O deputado federal Delegado Fabio Costa (PP-AL) veio a público cobrar uma resposta firme do governo de Alagoas depois de receber imagens que mostram uma mulher sendo espancada em Maribondo, município do interior alagoano. Segundo o parlamentar, a agressão teria sido aplicada como forma de punição por integrantes do Comando Vermelho (CV).
Para Fabio Costa, o episódio é um sinal de alerta sobre a mudança no perfil da violência no estado. Cidades do interior que historicamente registravam baixos índices de criminalidade estão, segundo ele, sendo alcançadas pelo domínio de facções criminosas organizadas. Maribondo, município com relevância para o comércio regional e para o agronegócio, figura nesse cenário de preocupação.
O parlamentar dirigiu críticas diretas ao governador Paulo Dantas e à gestão da segurança pública estadual. Na avaliação de Fabio Costa, o Estado precisa reforçar ações de inteligência, investigação e presença policial para impedir a consolidação de estruturas paralelas de poder nas comunidades alagoanas.
As denúncias do deputado sobre o avanço do CV no interior de Alagoas não são isoladas. Maribondo voltou a aparecer nas páginas policiais recentemente: as forças de segurança de Alagoas prenderam Glauber Campos Santos, conhecido como "Coringa" e "Orelha", apontado pelas autoridades como uma das principais lideranças da facção criminosa Comando Vermelho nos municípios de Maribondo e Arapiraca. As investigações revelam que Glauber tinha um histórico de violência, incluindo um caso notório de agressão a uma mulher, que gerou grande indignação na comunidade local.

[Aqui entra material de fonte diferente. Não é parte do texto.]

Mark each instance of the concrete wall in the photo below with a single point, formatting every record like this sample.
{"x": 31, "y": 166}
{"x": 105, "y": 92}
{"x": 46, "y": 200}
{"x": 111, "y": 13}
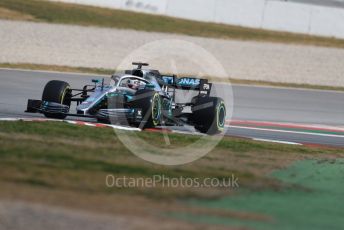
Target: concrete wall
{"x": 267, "y": 14}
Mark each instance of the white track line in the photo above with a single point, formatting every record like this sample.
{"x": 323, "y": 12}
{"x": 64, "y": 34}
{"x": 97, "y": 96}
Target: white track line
{"x": 276, "y": 141}
{"x": 288, "y": 131}
{"x": 56, "y": 72}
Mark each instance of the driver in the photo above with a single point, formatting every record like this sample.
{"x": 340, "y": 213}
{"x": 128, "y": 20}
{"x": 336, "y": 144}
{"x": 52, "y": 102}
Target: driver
{"x": 133, "y": 84}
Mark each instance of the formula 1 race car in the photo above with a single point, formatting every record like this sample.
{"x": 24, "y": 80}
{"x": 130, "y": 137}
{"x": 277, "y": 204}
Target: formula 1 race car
{"x": 140, "y": 97}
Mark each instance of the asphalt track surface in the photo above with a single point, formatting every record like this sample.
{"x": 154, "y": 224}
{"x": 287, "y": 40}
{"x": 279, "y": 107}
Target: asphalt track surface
{"x": 252, "y": 103}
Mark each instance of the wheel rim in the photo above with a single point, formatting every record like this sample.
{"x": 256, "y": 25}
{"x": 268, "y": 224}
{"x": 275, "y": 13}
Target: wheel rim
{"x": 156, "y": 111}
{"x": 221, "y": 114}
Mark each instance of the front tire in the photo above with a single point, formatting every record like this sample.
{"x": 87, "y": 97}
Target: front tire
{"x": 58, "y": 92}
{"x": 209, "y": 115}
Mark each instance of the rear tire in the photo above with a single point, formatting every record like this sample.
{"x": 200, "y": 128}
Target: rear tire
{"x": 58, "y": 92}
{"x": 209, "y": 115}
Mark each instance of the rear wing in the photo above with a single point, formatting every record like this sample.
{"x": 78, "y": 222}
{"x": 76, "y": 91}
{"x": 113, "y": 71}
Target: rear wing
{"x": 186, "y": 83}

O Comando Vermelho no estado tem como figura central o traficante conhecido como Nem Catenga. Com extensa ficha criminal, ele é apontado pelas autoridades como chefe do Comando Vermelho em Alagoas, facção originada nas penitenciárias do Rio de Janeiro nos anos 1970 e hoje espalhada por praticamente todo o país. Fabio Costa já havia denunciado anteriormente contratos do governo estadual com empresas ligadas a familiares de Nem Catenga — acusação que o governo nega e que gerou embate público entre o parlamentar e a Secretaria de Segurança Pública.
O governo de Alagoas, por sua vez, apresenta números de operações como resposta às críticas. A SSP-AL deflagrou, no início de junho, a Operação Morro do Alemão, com o objetivo de desarticular uma rede ligada ao Comando Vermelho que atuava em Alagoas e em outros estados, com 51 mandados judiciais — sendo 21 de prisão e 30 de busca e apreensão. A série histórica de prisões por trimestre mostra trajetória de crescimento consistente entre 2022 e 2025, com pico de 389 prisões no primeiro trimestre de 2026, o maior registrado.
Mesmo diante dessas operações, o deputado sustenta que as ações são insuficientes para conter o avanço das facções fora da capital. Segundo ele, grupos organizados chegam até destinos turísticos e municípios do interior, colocando em risco moradores e visitantes, o que classifica como alarmante. Fabio Costa afirmou ainda que tem recebido relatos frequentes de ameaças e violência promovidas por organizações criminosas em diferentes cidades alagoanas, segundo informações divulgadas pela fonte original da notícia.
Formado em Direito e com trajetória na segurança pública e investigação criminal, Fabio Costa tornou-se um dos parlamentares mais ativos na Comissão de Segurança Pública da Câmara dos Deputados, da qual também exerceu a vice-presidência. O deputado usa esse histórico como credencial para pressionar o governo estadual e cobrar medidas concretas de proteção à população do interior alagoano.